第5話 外に
あれは夢ではなかった。
幻想少女と名乗ったセーラー服の女。
図々しくもコーヒーを要求し、書きかけのラノベを読むなどと言う精神攻撃をした上で、苦い進捗に何の影響も与えなかった彼女。
まさしく幻想のように、何がなんだか分からなかった彼女。
訳が分からな過ぎて、朝食のあと、グダグダ夏休みの課題をこなしながら考えてみたのだが、どうしても夢だとしか思えなかった。

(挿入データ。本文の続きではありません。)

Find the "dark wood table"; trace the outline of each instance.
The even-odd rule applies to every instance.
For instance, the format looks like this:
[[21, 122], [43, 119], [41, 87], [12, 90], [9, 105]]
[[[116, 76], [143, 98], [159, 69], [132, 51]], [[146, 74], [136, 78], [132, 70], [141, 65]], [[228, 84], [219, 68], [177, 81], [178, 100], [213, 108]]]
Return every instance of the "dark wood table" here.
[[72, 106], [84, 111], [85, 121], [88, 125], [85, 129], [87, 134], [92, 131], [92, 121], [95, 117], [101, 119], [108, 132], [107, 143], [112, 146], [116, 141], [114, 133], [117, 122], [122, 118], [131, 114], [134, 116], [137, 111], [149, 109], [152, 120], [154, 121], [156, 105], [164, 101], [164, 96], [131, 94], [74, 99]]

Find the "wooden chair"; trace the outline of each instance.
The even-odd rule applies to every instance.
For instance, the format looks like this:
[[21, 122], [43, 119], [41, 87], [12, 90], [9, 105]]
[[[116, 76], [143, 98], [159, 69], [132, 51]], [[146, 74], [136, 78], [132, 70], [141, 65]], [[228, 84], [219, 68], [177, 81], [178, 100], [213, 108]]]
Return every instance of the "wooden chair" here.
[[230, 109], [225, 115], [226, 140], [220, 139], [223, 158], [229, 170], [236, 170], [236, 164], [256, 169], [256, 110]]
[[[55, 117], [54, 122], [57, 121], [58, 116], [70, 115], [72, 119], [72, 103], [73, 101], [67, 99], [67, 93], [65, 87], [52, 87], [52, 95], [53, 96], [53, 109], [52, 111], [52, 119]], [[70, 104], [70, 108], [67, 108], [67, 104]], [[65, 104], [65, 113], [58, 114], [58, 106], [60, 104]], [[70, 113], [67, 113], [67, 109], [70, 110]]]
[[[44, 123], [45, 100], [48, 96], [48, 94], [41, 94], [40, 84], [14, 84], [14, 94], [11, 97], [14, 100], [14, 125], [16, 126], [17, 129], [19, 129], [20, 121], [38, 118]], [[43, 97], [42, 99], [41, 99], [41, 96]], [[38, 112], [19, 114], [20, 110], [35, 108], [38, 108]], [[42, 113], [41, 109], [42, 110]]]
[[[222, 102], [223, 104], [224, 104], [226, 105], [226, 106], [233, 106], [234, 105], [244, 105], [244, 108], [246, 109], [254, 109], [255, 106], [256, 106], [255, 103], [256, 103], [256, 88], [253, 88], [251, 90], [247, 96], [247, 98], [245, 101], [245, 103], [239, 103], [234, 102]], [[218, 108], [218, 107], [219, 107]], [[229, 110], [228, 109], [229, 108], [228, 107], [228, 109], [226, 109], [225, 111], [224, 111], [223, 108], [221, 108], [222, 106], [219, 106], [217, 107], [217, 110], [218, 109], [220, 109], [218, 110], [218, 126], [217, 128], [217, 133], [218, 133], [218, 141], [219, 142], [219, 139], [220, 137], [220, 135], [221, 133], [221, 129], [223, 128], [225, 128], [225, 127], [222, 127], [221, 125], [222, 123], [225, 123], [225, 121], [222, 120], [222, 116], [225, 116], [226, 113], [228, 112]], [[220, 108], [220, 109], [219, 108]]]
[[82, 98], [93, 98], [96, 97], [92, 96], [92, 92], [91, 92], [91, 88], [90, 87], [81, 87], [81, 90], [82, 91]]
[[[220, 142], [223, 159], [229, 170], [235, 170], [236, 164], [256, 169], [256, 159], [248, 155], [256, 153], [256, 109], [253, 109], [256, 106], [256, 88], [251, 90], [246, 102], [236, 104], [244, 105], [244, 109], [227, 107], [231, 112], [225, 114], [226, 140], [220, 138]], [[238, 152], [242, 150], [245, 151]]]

だが、彼女は夢ではなかった。それだけはハッキリと分かる。
もしあれが夢だったなら、俺は夢の中で生きていかれる。
「どうも、一日ぶりですね。丸眼鏡さん」
「ふぁっ……!?」
彼女は、また座っていた。今度はベッドの上に。
今日もプロット制作は進まなかった。
この貧相な頭ではイベントはおろか、キャラが動いている姿すらも想像できなかった。
そして「もう今日は無理くないか」と考え俺は寝る支度をした。
時刻は深夜一時。パソコンを閉じた瞬間、急激な眠気に襲われたのでシャワーは明日起きたあとの自分に押し付けることにして、とりあえず歯だけ磨いた。
そうして、洗面台から自室に戻ると彼女がいたのだ。
昨晩と同じセーラー服にポニーテール。
あたかも当然、と言うように俺のベッドに腰かけている。
と言うか、昨日は椅子に座っていてよく分からなかったが、この人はご丁寧にスリッパ履いているようで、黒タイツに白のスリッパと言うモノクロな足元をしている。
「今日はもうお休みですか」
「お前はいったいなんなんだよ」
「幻想ですよ」
少女は笑って「昨日のこともう忘れちゃいましたか? 」と返す。
「それはさておき、丸眼鏡さんのパソコン、見させてもらいましたよ」
「は?え?」
パソコンはこの部屋を出る前に閉じた。
「私にかかれば、トーシロの設定したパスコードなんてちょちょいのちょい、お茶の子さいさい、朝飯前ですからね」
「それは……良いのか? 」
「良いか……と言われましても私は幻想なのでどうにも」
全てが「幻想」のたった一言で片付いてしまう。
俺の部屋に不法に侵入した実績を思えば、彼女の言う通り幻想の持つ力で本当になんとかなったのだろう。
「にしても、丸眼鏡さんのプロット全然進んでませでしたね」
「えぇ、はい」
痛い所をついてくる。
「ネタ帳は作りましたか? 」
ネタ帳。そういえば昨夜、ノートにタイトルだけ書いたっけ。
「えぇ、たしかここに」
机の脇からノートを取り出す。
「良いですね」
「まぁ、まだなんも書けてませんけどね。書くようなネタもなくて」
パラパラとノートをめくってみる。まだ全く使っていないから開くことによる折り目がなく、ページが開きずらい。
「丸眼鏡さん、今日家出ましたか? 」
今日は一日中家にいた。
この暑い中、外になんか出られるか。昨晩雨が降ったせいで下手に湿っていて気持ち悪いし。
「いや、出てないけど」
「それはいけませんねぇ」
幻想少女は少し眉をひそめる。
「家の中にいてネタがなければ、外に出るしかないじゃあないですか」
説法を説き始める。
「ネタは作家の命です。ネタとの遭遇、未知のおもしろさとのエンカウントこそがインスピレーションを生み、創作意欲を掻き立てるのです」
「ほーん」
「だからこそ、積極的にネタを求めて、家になければ外に求めるべきなんです」
テキトーに相槌を打つ。
まぁ、そうなんだろうなぁ。
事実は小説よりも奇なり、と言う言葉は有名だが、小説は事実を基に紡がれるのだから、事実がなければを書けないのは、思えば当然のことだ。
「と、言うことで丸眼鏡さん、靴を履いてください」
「へ? 」
「今から散歩に行きますよ」
幻想少女は小さく笑って言った。